I buoni risultati di Giappone e Svezia si spiegano soprattutto per l’alto numero di test fatti con connessioni in fibra ottica (mentre in Italia sono quasi tutte Adsl). In Giappone sono stati il 42 per cento del totale. L’Italia è distanziata, con una velocità media che è circa un terzo di quella rilevata in Giappone ed è tra le più basse in Europa. Tra i 42 paesi, fanno peggio di noi solo Estonia, Irlanda, Polonia, Turchia, Nuova Zelanda, Malta, Islanda, Brasile, Cipro, Messico, Cina e India. Un risultato che sorprende, visto che da noi l’Adsl base è a 7 Megabit (velocità di picco) e ce ne sono abbastanza anche a 20 Megabit; quindi secondo lo studio quella reale è dalle due alle dieci volte inferiore a quella dichiarata dall’operatore.

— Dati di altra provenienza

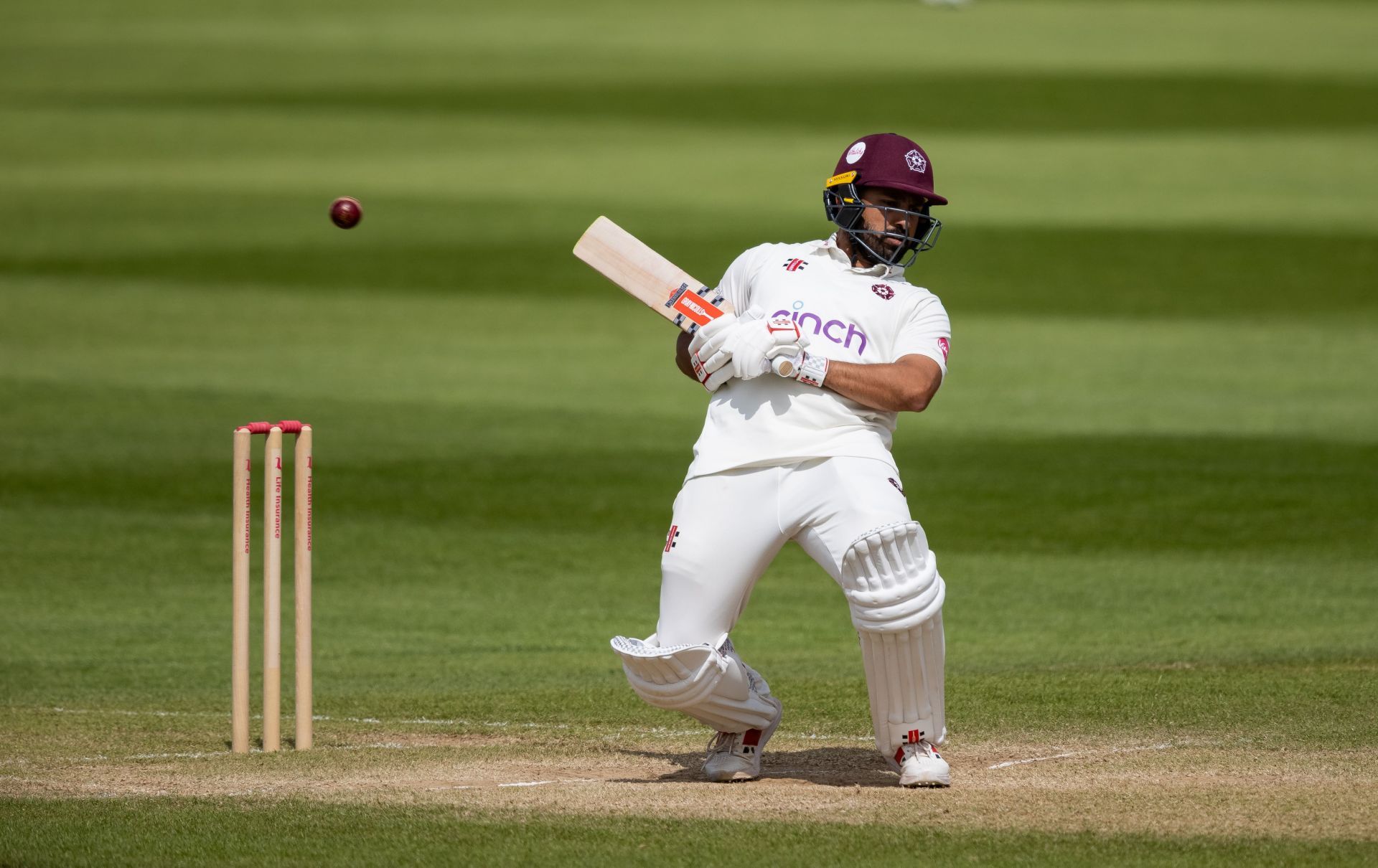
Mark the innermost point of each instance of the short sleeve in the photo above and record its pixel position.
(928, 332)
(738, 280)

È negativo, inoltre, che la velocità Adsl italiana sia, secondo i ricercatori, inferiore alla soglia minima consigliata per apprezzare le attuali applicazioni Internet. Una soglia che esclude però anche Regno Unito, Canada e Australia, tra gli altri, mentre include Stati Uniti e Russia.
I ricercatori hanno indicato anche una soglia per apprezzare le applicazioni del futuro prossimo: è di 11/5 Mbps e ad oggi solo il Giappone la soddisfa. A guardare e velocità di picco anche le nostre Adsl 20 megabit sarebbero già pronte al futuro, ma a quanto pare la realtà è ben diversa dalle promesse pubblicitarie.